1. Unify data management
Manage metadata for all data assets in one place
As a best practice, run the lakehouse in a single account with one Unity Catalog. The top-level container of objects in Unity Catalog is a metastore. It stores data assets (such as tables and views) and the permissions that govern access to them. Use a single metastore per cloud region and do not access metastores across regions to avoid latency issues.
The metastore provides a three-level namespace:
Databricks recommends using catalogs to provide segregation across your organization’s information architecture. Often this means that catalogs can correspond to software development environment scope, team, or business unit.
2. Unify data security
Centralize access control
The Databricks Data Intelligence Platform provides methods for data access control, mechanisms that describe which groups or individuals can access what data. These are statements of policy that can be extremely granular and specific, right down to definitions of every record that each individual has access to. Or they can be very expressive and broad, such as all finance users can see all financial data.
Unity Catalog centralizes access controls for files, tables, and views. Each securable object in Unity Catalog has an owner. An object’s owner has all privileges on the object, as well as the permission to grant privileges on the securable object to other principals. Unity Catalog allows to manage privileges, and to configure access control by using SQL DDL statements.
Unity Catalog uses dynamic views for fine-grained access controls so that you can restrict access to rows and columns to the users and groups who are authorized to query them.

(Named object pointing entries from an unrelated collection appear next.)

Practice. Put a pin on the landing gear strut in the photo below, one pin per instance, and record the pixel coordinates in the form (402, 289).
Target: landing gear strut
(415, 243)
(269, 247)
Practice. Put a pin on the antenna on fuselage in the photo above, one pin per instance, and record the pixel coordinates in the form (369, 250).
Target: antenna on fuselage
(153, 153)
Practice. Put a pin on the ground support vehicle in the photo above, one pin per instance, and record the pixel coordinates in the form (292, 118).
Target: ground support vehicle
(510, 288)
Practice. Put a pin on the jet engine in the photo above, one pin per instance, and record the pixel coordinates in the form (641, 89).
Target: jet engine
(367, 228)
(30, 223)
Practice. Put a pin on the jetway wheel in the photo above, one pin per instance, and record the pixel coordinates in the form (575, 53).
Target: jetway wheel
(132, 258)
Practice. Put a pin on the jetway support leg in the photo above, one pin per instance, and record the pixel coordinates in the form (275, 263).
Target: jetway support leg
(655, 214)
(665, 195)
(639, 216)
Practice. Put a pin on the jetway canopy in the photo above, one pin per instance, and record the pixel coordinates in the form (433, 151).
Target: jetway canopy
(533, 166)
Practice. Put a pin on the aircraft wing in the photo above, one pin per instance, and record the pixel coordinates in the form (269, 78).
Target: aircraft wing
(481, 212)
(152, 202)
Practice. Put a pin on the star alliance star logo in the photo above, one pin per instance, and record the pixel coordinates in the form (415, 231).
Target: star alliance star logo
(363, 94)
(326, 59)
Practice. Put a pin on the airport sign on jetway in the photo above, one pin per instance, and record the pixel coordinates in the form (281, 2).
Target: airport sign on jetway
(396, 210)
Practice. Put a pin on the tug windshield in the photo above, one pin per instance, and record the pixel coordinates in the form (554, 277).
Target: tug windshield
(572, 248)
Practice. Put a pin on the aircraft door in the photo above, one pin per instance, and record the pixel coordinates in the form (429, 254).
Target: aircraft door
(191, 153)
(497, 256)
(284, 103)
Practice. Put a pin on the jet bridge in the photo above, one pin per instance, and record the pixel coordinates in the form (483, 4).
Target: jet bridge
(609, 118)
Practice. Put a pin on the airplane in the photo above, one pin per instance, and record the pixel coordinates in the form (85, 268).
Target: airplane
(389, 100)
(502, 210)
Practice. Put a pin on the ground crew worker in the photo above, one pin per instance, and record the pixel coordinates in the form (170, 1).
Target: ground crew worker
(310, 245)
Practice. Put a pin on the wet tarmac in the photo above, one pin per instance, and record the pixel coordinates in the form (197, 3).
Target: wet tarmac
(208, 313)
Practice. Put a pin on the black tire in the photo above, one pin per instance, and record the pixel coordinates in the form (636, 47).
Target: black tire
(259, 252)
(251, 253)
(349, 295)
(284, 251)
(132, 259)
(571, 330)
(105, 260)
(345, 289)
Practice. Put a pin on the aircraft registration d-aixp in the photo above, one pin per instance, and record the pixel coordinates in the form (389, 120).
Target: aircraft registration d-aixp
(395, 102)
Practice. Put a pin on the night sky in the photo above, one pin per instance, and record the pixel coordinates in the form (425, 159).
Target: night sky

See Create a dynamic view.
For further information see Security, compliance & privacy - Manage identity and access using least privilege.
Configure audit logging
Databricks provides access to audit logs of activities performed by Databricks users, allowing your enterprise to monitor detailed Databricks usage patterns. There are two types of logs: Workspace-level audit logs with workspace-level events and account-level audit logs with account-level events.
Audit Unity Catalog events
Unity Catalog captures an audit log of actions performed against the metastore. This enables admins to access fine-grained details about who accessed a given dataset and what actions they performed.
Audit data sharing events
For secure sharing with Delta Sharing, Databricks provides audit logs to monitor Delta Sharing events, including:
When someone creates, modifies, updates, or deletes a share or a recipient.
When a recipient accesses an activation link and downloads the credential.
When a recipient accesses shares or data in shared tables.
When a recipient’s credential is rotated or expires.